“The Purge”

Susan Granger review of “The Purge” (Universal Pictures)

 

Admittedly, the satirical premise of this sci/fi horror story is provocative. In 2022, when the
unemployment rate is at one percent and the poverty rate below five percent, the US Government under the New Founding Fathers of America has legalized all crime, including homicide, for one 12-hour period a year to serve as a national catharsis for society’s knife-wielding, gun-toting maniacs, allowing them to commit acts of violence with no fear of retribution.  So, according to the 28th Amendment, from 7 pm on March 21 to 7 am on March 22, anything goes.  It’s “Release the Beast” time in a “nation reborn.”  No police calls will be answered; no emergency services provided.

James Sanlin (Ethan Hawie) is his company’s most stellar salesman of home security systems, and he’s installed top-of-the-line surveillance equipment at his own luxurious McMansion within a gated community where the privileged live. While he and his wife Mary (Lena Headley) are prepared for the coming lockdown, hunkering in behind steel shutters, watching the mayhem on television, his family is thrown into chaos, particularly his teenagers, Charlie (Max Burkholder) and Zoey
(Adelaide Kane), when James accidentally kills Zoey’s older boyfriend, mistaking him for an intruder. Then there’s the very real threat posed by a homeless black man (Edwin Hodge), an injured drifter seeking sanctuary, whom Charlie has allowed into the house. When an angry mob comes looking for the man, they demand his release, threatening to ‘purge’ the entire family.

“Things like this aren’t supposed to happen in our neighborhood,” James wails.
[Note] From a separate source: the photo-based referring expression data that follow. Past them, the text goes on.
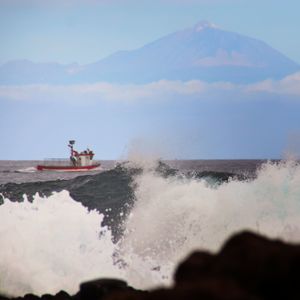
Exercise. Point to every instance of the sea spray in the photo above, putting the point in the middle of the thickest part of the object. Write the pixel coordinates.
(173, 216)
(55, 243)
(52, 244)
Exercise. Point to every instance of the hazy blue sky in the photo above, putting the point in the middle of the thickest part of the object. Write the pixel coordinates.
(85, 31)
(165, 118)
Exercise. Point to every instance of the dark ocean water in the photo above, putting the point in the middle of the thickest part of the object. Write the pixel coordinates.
(134, 220)
(112, 187)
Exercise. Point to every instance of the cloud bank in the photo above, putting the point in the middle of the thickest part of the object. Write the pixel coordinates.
(157, 91)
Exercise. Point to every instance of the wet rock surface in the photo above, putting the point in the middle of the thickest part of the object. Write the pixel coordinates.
(248, 267)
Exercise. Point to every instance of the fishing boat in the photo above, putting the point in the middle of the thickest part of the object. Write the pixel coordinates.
(79, 161)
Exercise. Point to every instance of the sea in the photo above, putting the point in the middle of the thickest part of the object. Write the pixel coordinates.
(134, 220)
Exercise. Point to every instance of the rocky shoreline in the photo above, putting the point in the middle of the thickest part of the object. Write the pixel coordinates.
(248, 267)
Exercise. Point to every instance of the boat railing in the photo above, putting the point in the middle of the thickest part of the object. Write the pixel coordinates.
(57, 161)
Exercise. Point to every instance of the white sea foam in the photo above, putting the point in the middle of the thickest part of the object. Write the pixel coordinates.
(55, 243)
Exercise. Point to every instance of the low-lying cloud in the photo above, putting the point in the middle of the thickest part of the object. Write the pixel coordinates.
(156, 91)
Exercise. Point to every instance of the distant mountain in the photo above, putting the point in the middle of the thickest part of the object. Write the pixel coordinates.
(203, 52)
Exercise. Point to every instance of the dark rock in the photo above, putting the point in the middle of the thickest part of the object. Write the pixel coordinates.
(100, 288)
(31, 297)
(62, 295)
(47, 297)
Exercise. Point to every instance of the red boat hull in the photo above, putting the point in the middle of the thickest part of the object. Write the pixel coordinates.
(67, 168)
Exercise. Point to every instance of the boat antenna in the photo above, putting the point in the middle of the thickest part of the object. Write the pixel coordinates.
(71, 143)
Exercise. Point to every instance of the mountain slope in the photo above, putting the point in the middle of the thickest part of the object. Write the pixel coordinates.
(202, 52)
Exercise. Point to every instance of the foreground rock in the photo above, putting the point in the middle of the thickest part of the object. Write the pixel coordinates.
(248, 267)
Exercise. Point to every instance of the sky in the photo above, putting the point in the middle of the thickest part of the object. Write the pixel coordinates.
(168, 119)
(85, 31)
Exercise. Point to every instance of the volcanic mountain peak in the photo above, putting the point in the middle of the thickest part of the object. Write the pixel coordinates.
(204, 24)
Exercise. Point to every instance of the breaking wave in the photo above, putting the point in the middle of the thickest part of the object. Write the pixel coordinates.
(55, 242)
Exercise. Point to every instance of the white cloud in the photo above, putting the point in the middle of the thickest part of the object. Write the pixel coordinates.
(289, 85)
(155, 91)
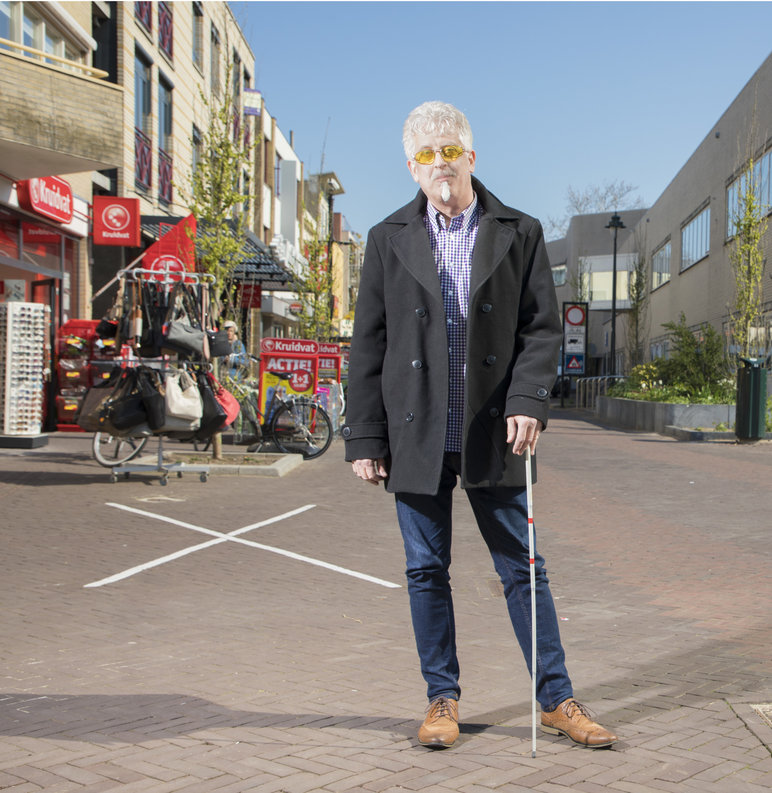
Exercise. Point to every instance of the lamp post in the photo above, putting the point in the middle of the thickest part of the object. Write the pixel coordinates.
(615, 223)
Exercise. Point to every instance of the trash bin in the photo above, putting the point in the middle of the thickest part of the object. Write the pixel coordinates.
(751, 410)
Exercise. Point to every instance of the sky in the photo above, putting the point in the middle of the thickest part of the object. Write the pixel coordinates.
(558, 94)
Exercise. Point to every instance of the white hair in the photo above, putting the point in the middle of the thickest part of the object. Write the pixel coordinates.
(435, 118)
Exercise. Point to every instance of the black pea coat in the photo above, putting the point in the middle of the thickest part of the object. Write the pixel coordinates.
(398, 372)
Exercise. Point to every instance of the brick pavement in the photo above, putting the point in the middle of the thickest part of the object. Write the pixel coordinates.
(232, 668)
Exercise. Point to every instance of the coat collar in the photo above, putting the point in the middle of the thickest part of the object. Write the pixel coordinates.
(494, 238)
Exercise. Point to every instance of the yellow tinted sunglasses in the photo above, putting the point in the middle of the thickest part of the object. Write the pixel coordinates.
(448, 153)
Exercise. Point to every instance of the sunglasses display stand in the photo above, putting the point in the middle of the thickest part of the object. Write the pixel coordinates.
(23, 362)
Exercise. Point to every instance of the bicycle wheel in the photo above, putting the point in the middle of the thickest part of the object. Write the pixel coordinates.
(110, 450)
(302, 427)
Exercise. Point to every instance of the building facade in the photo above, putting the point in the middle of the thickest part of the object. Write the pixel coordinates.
(684, 241)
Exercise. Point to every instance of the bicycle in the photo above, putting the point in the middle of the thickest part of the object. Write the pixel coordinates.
(111, 450)
(295, 424)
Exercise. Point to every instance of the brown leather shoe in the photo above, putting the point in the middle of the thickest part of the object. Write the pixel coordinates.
(572, 719)
(440, 727)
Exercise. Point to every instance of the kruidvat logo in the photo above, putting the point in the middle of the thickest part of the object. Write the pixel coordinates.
(51, 197)
(298, 346)
(116, 217)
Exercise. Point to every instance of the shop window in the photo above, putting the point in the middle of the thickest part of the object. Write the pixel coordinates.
(660, 266)
(143, 11)
(9, 236)
(695, 239)
(166, 29)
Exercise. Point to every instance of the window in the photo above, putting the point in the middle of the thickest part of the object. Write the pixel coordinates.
(660, 266)
(198, 36)
(143, 11)
(142, 92)
(143, 152)
(164, 115)
(695, 239)
(214, 62)
(762, 187)
(166, 29)
(560, 275)
(197, 147)
(32, 29)
(6, 30)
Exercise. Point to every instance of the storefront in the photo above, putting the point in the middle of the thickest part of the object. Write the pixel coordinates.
(41, 226)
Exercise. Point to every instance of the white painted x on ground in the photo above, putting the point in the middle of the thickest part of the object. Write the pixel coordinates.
(233, 536)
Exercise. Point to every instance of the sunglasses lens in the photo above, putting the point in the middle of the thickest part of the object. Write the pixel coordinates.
(425, 156)
(450, 153)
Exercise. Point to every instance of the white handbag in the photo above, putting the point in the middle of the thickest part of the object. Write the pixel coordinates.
(183, 399)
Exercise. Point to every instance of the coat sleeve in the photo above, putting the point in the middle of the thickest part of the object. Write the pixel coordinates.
(538, 335)
(366, 432)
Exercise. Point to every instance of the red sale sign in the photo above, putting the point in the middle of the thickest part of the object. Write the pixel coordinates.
(116, 221)
(49, 196)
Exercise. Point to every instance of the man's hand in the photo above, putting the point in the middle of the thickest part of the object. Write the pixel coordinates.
(372, 471)
(523, 432)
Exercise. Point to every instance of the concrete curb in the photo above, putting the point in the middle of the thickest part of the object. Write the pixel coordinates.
(281, 465)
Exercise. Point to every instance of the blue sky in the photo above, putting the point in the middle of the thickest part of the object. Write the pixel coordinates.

Whether consciously or unconsciously, writer/director James DeMonaco (“Assault on Precinct 13,” “The Negotiator”) utilizes the same scary, dystopian, class-warfare concept as “The Hunger Games” but, unfortunately, the sacrificial potential for psychological suspense and tension, revolving around aggression, simply disintegrates into the idiotic gory carnage of a home-invasion thriller. And the macabre masks that the marauding mobs of Freaks wear seem like an obvious homage to “A Clockwork Orange.”

On the Granger Movie Gauge of 1 to 10, “The Purge” is an improbable, yet blood-splattered 4. Interesting idea:  execrable execution.